Humanoid robots present fundamentally different safety challenges. They are mobile, they operate in unstructured environments, and their humanoid form means they interact with spaces designed for people. A humanoid robot navigating a warehouse must deal with stairs, doorways, uneven surfaces, and unexpected obstacles in ways that a fixed robotic arm never encounters.
The safety implications are significant. A humanoid robot that loses balance could fall on a human worker. One that misjudges a grasp could damage fragile objects or injure bystanders. The force capabilities needed for useful work also make these machines potentially dangerous if control systems fail or if their perception of the environment is incorrect.
What Standards Need to Cover
The discussion between industry leaders and ASTM is expected to address several key areas. Physical safety standards need to define acceptable force limits, emergency stop mechanisms, and fail-safe behaviors when a humanoid robot encounters unexpected situations. These standards must balance safety with utility, as overly conservative limits would render the robots commercially unviable.
Performance standards are also needed to give potential customers confidence in what they are purchasing. Metrics for dexterity, payload capacity, battery life, navigation accuracy, and task completion rates need to be standardized so that buyers can compare products from different manufacturers on a level playing field.
Testing protocols present their own challenges. How do you test a general-purpose humanoid robot when the range of tasks it might perform is essentially unlimited? The industry will need to develop representative test scenarios that cover the most common and most critical use cases while acknowledging that real-world deployment will always involve situations that testing did not anticipate.
Commercial Reality Check
Despite the enthusiasm, humanoid robotics faces a fundamental economic question: can these machines perform useful work at a cost that justifies their price? Current humanoid robots cost hundreds of thousands of dollars each and require significant support infrastructure including charging stations, maintenance, and human supervisors.
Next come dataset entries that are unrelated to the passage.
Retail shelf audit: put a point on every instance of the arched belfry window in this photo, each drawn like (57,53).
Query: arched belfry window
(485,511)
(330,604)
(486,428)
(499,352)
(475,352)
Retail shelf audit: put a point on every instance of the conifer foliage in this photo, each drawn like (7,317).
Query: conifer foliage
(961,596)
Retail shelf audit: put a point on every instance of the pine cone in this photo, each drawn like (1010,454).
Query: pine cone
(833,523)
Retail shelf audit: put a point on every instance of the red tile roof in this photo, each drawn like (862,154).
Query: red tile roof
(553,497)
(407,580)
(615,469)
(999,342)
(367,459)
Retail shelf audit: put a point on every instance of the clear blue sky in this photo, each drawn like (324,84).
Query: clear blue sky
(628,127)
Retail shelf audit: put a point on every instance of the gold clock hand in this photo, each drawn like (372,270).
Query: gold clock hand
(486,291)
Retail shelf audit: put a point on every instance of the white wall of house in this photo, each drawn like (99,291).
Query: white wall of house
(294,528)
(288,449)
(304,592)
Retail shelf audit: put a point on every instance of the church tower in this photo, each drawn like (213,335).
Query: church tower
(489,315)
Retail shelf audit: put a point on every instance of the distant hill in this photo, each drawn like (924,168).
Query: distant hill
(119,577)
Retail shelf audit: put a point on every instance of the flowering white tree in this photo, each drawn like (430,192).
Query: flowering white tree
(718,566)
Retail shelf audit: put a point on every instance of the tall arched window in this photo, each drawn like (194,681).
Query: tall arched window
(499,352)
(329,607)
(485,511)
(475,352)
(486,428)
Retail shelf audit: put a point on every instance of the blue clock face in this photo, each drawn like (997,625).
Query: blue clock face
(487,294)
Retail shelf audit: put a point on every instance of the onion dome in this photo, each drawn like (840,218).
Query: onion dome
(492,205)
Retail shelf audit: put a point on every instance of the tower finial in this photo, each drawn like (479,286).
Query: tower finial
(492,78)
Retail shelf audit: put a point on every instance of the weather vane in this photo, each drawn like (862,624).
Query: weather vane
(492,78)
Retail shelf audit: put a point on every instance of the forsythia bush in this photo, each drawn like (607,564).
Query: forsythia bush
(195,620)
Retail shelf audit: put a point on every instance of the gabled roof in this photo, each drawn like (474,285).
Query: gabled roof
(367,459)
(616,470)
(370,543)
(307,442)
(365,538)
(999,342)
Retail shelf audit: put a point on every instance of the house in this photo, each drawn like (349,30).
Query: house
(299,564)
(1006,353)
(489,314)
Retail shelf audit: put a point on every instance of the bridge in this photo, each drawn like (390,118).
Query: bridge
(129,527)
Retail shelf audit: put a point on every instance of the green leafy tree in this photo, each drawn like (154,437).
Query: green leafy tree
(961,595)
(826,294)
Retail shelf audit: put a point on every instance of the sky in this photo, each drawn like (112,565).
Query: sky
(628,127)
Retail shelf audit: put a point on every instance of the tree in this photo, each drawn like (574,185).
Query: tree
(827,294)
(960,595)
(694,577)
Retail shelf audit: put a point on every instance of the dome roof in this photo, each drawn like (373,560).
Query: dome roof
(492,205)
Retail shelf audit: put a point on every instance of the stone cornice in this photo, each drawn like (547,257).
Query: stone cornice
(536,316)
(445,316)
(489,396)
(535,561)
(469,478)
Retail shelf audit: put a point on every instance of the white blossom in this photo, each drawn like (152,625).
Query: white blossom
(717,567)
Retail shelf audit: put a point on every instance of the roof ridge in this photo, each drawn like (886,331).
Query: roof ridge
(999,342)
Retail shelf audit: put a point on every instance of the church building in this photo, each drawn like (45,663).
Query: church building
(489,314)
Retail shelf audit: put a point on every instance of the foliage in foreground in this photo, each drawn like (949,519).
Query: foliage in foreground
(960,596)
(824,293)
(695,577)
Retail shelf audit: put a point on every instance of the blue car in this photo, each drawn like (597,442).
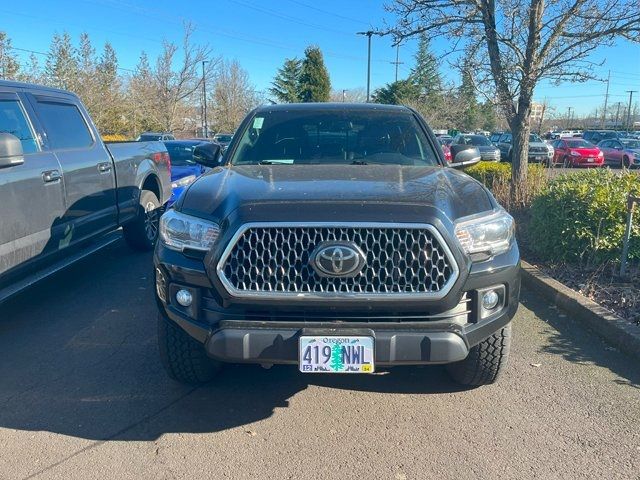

For humanoid robots to achieve mass deployment, they need to demonstrate clear economic advantages over alternative approaches including traditional automation, mobile robots with non-humanoid form factors, and human workers. The humanoid form factor's primary selling point, the ability to operate in environments designed for humans without modification, must translate into real productivity gains.
The companies represented at the summit are betting that this economic case will strengthen as the technology matures, production scales, and software capabilities improve. But the path from promising prototype to profitable product is long and uncertain, and the history of robotics is littered with technologies that were technically impressive but commercially unsuccessful.
Looking Ahead
The summit represents an inflection point for an industry that is moving from spectacle to substance. The conversations about standards, safety, and commercialization are less exciting than backflipping robots but far more important for the technology's long-term trajectory. How well the industry navigates these practical challenges will determine whether humanoid robots become a transformative economic force or remain an expensive curiosity.